Communication SystemsElectronics and Communication Engineering

Why Study Communication

The rapidly changing face of technology necessitates learning of new technology. Today the question is no longer in the field of invention but of innovation. The question today in the twenty first century in not how to transmit data from point A to point B but how efficiently can we do it. To be able to answer this question, first we should be able to
diagnose the problem. This can be done only by studying communication from the beginning to its modern form.

What is Communication

In the most fundamental sense, communication involves implicitly the transmission of information from one point to another through a succession of processes, as described here:

  1. The generation of a message signal: voice, music, picture, or computer data.
  2. The description of that message signal with a certain measure of precisions, by a set of symbols: electrical, audio, or visual.
  3. The encoding of these symbols in a form that is suitable for transmission over a physical medium of interest.
  4. The transmission of the encoded symbols to the desired destination.
  5. The decoding of the reproduction of the original symbols.
  6. The re-creation of the original message signal, with a definable degradation in quality; the degradation is caused by imperfections in the system.

There are, of course, many other forms of communication that do not directly involve the human mind in real time. For example, in computer communications involving communication between two or more computers, human decisions may enter only in setting up the programs or commands for the computer, or in monitoring the results

Communication Model

The study of communication becomes easier, if we break the whole subject of communication in parts and then study it part by part. The whole idea of presenting the model of communication is to analyse the key concepts used in communication in isolated parts and then combining them to form the complete picture.

Communication System

Source : The source originates a message, such as a human voice, a television picture, an e-mail message, or data. If the data is non-electric (e.g., human voice, e-mail text, television video), it must be converted by an input transducer input transducer into an electric input transducer waveform referred to as the baseband signal baseband signal or baseband signal message signal through physical devices such as a microphone, a computer keyboard or a CCD camera.

Transmitter: The transmitter modifies the baseband signal for efficient transmission. The transmitter may consist of one or more subsystems: an A/D converter, an encoder and a modulator. Similarly, the receiver may consists of a demodulator, a decoder and a D/A converter.

Channel: The channel is a medium of choice that can carry the electric signals at the transmitter output over a distance. A typical channel can be a pair of twisted copper wires (telephone and DSL), coaxial cable (television and internet), an optical fibre or a radio link. Channel may be of two types.

Physical channel: When there is a physical connection between the transmitter and receiver through wires. eg. coaxial cable.
Wireless channel: When no physical channel is present and transmission is through air. eg. mobile communication.

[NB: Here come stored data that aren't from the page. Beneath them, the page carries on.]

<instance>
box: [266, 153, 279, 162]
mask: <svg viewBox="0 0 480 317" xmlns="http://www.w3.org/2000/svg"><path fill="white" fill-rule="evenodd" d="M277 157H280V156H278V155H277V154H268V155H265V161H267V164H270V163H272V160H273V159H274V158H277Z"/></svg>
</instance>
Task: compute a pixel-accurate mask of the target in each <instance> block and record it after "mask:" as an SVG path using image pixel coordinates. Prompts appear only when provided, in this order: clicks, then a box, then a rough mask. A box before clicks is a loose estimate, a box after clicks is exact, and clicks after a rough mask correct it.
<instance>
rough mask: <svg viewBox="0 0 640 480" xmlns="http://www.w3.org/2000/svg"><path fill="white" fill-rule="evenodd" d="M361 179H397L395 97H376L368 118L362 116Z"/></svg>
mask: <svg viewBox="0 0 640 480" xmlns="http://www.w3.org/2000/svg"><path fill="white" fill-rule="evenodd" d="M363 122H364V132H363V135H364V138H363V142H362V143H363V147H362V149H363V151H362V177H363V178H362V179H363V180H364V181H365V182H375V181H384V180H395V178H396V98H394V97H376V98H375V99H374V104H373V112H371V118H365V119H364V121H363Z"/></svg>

It is inevitable that the signal will deteriorate during the process of transmission and reception as a result of some distortion in the system, or because of the introduction of noise, which is unwanted energy, usually of random character, present in a transmission system, due to a variety of causes. Since noise will be received together with
the signal, it places a limitation on the transmission system as a whole. When noise is severe, it may mask a given
signal so much that the signal becomes undetectable and therefore useless. Noise may interfere with signal at any
point in a communications system, but it will have its greatest effect when the signal is weakest. This means that
noise in the channel or at the input to the receiver is the most noticeable.

Receiver: The receiver reprocesses the signal received from the channel by reversing the signal modifications made at the transmitter and removing the distortions made by the channel. The receiver output is fed to the output transducer, which converts the electric signal to its original form i.e. the
message signal.
Destination: The destination is the unit to which the message is communicated.